The bill requires the OMB to update its plan for improving the death data maintained by the Social Security Administration and improving federal agency use of death data.
The bill establishes an interagency working group on payment integrity.
This extends work on a variety of government waste and fraud bills that extend back for years, including such work as the Federal Funding Accountability and Transparency Act of 2006.
But guys, there’s a website and datasets… and man, am I in heaven.
Annual Improper Payments Datasets: https://www.paymentaccuracy.gov/payment-accuracy-the-numbers/
They’ve got a drop-down menu, downloadable datasets, etc. etc. etc.
Let me keep it simple for this post, by only grabbing SSA (Social Security Administration) data.
Here is the information for SSA payments: total payments made, broken out by total payments and improper payments (that they could flag):
Yes, they’re there. They’re less than 1% of the payments.
Over this period, SSA made $7.1 trillion in proper payments (this is SSI as well as old-age and survivors benefits, the main program people think about when you say “Social Security”).
They also detected $56 billion in improper payments.
These are different orders of magnitude. Thus, “only” 0.8% in improper payments.
I can dig into the breakout of the sources of this 0.8% of improper payments, but let me put that aside for right now. The spreadsheet is below.
Spreadsheet
SSA Already Knew About Sources of Error
The things Elon has been parading to the public were already known within the SSA.
If you go to the Annual Improper Payments Dashboard, select “Supplemental Information” and start scrolling… you get all sorts of items of how these improper payments occur.
Here is a short screenshot:
If you start digging into the items, you see items such as this:
So — they have trouble accessing information about the age of applicants? Excuse me?
If they can’t even deal with age issues, it shouldn’t surprise you that there are issues with citizenship data.
There is a whole list of these data issues. Marital status, employment status, income, whether the person is dead…
All of these troubles have been known for years.
It’s not just the SSA that has a problem.
The SSN is being used for identity for all sorts of federal programs — it starts here.
Open the Books has been putting out annual reports on these Improper Payments data, such as this 2023 report. This is where Sen. Kennedy of Louisiana has been getting some of his information.
I was only showing the SSA bit.
I see why Elon and his crew are starting here. So many other federal programs key off the SSNs.
Except, it’s not being used as a key, in a database sense, is it?

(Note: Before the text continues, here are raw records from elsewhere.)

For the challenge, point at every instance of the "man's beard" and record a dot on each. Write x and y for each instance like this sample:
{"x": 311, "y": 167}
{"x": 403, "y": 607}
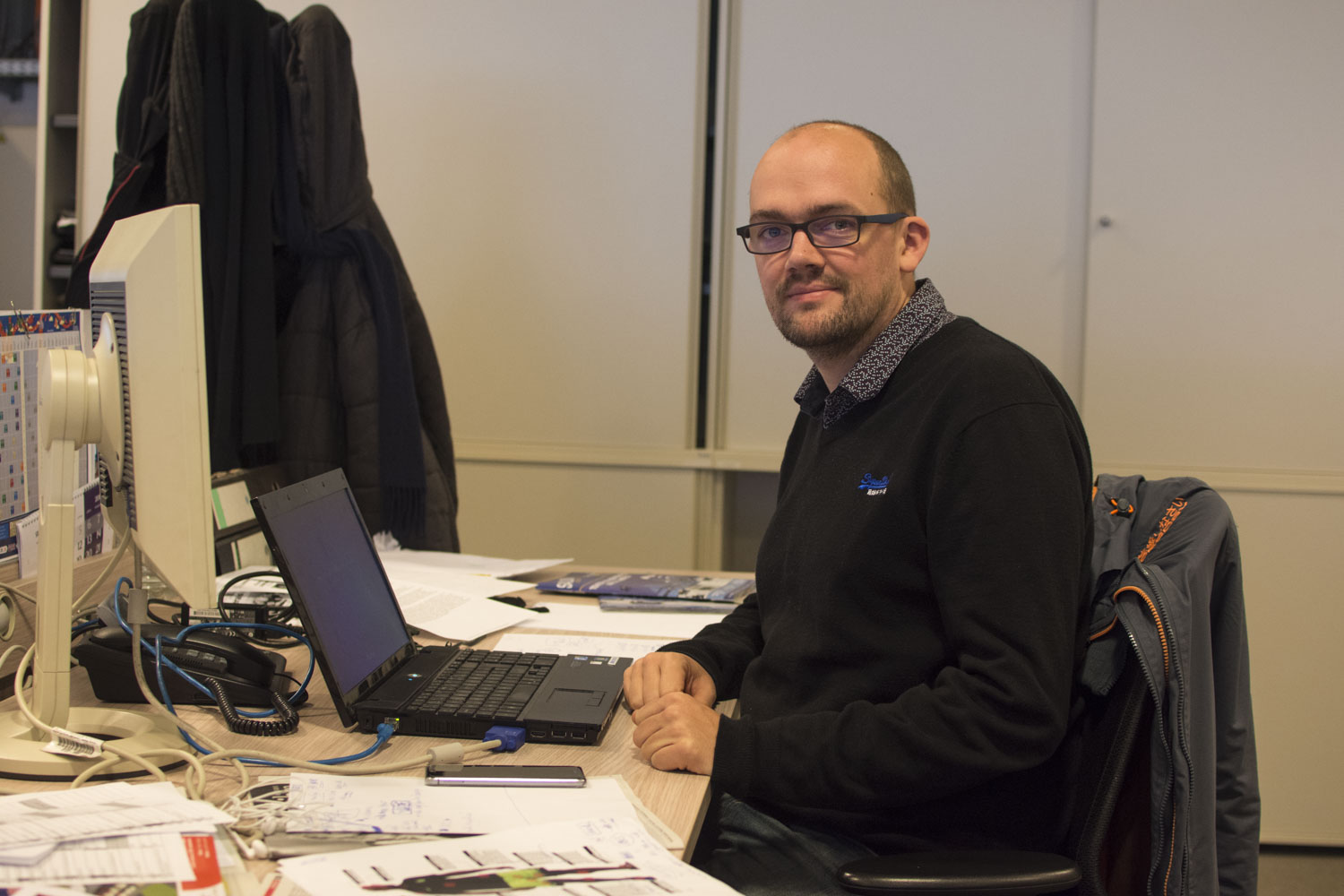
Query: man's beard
{"x": 832, "y": 336}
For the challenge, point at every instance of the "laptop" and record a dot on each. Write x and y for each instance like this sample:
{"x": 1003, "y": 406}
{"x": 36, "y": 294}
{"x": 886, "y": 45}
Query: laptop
{"x": 373, "y": 668}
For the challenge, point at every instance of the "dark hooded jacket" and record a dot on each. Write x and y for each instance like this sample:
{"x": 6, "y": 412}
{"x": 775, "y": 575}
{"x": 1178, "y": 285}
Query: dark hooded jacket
{"x": 359, "y": 381}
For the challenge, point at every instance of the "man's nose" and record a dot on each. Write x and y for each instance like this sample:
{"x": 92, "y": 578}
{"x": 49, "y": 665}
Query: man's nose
{"x": 803, "y": 254}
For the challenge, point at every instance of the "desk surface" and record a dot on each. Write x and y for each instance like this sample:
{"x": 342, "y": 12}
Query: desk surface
{"x": 679, "y": 799}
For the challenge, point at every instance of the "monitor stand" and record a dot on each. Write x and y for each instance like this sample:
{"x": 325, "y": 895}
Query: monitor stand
{"x": 69, "y": 416}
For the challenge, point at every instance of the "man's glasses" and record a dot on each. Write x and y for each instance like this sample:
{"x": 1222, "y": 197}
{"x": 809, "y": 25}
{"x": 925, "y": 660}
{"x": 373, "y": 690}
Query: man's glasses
{"x": 832, "y": 231}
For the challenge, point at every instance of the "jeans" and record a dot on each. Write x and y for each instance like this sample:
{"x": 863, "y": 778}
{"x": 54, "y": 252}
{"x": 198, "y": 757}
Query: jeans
{"x": 758, "y": 855}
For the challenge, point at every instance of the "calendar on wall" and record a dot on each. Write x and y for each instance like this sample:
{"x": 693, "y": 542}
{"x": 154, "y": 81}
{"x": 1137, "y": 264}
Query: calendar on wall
{"x": 23, "y": 336}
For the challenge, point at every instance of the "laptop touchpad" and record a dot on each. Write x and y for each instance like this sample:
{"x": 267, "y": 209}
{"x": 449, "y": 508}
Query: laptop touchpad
{"x": 574, "y": 699}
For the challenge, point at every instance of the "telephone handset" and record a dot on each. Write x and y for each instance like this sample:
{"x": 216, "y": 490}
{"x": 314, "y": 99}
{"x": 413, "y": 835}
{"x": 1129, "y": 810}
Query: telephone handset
{"x": 237, "y": 672}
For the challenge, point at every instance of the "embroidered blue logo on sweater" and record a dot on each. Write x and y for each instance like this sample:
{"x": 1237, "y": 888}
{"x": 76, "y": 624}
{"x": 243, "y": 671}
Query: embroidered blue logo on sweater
{"x": 873, "y": 485}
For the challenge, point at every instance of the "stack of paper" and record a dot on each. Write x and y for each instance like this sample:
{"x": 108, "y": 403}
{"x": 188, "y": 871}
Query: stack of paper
{"x": 591, "y": 857}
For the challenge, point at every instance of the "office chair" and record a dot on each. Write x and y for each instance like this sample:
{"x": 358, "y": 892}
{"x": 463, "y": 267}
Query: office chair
{"x": 1107, "y": 837}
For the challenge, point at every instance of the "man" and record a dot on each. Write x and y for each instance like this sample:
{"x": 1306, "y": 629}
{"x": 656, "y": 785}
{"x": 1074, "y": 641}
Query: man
{"x": 905, "y": 672}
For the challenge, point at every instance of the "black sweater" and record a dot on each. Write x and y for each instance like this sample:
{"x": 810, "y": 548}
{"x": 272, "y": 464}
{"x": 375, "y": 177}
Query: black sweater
{"x": 905, "y": 675}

Because many of these SSNs are being used by multiple people. That’s a huge part of the issue.
The SSA knew there was bad data in there, and it looks like it was nobody’s responsibility to clean it up. If one tried to clean it up… someone might have gotten in trouble.
I didn’t even get into the adjudicated fraud in SSA yet. (That’s in the spreadsheet above.)
More to come.
The discrepancy in the younger ages needs to be looked into as well. When I used US census estimates for 2023 as a proxy for the current number, the 20-29 group has 43,829,532 people. Musk's Social Security value is 47,995,478, a difference of 4,165,996. We did NOT have that many people in those birth years die and not have their deaths recorded. Something else is going on.
My sister's mother-in-law died, and they found at least 4 dates of birth she had used. She did NOT want anyone to know her true age. Even her drivers license had the wrong DOB (YOB). I can only imagine the problem her SSA bureaucrat came across - the drivers license says one date, her marriage license has another, both of which are different than the date she used when originally applying for a SSN. It took quite awhile to figure out what the real date was. And then the life insurance death benefit was adjusted and paid out. SSA did not adjust anything, since she was already dead. Was that fraud? She certainly knew better, but it probably was just vanity.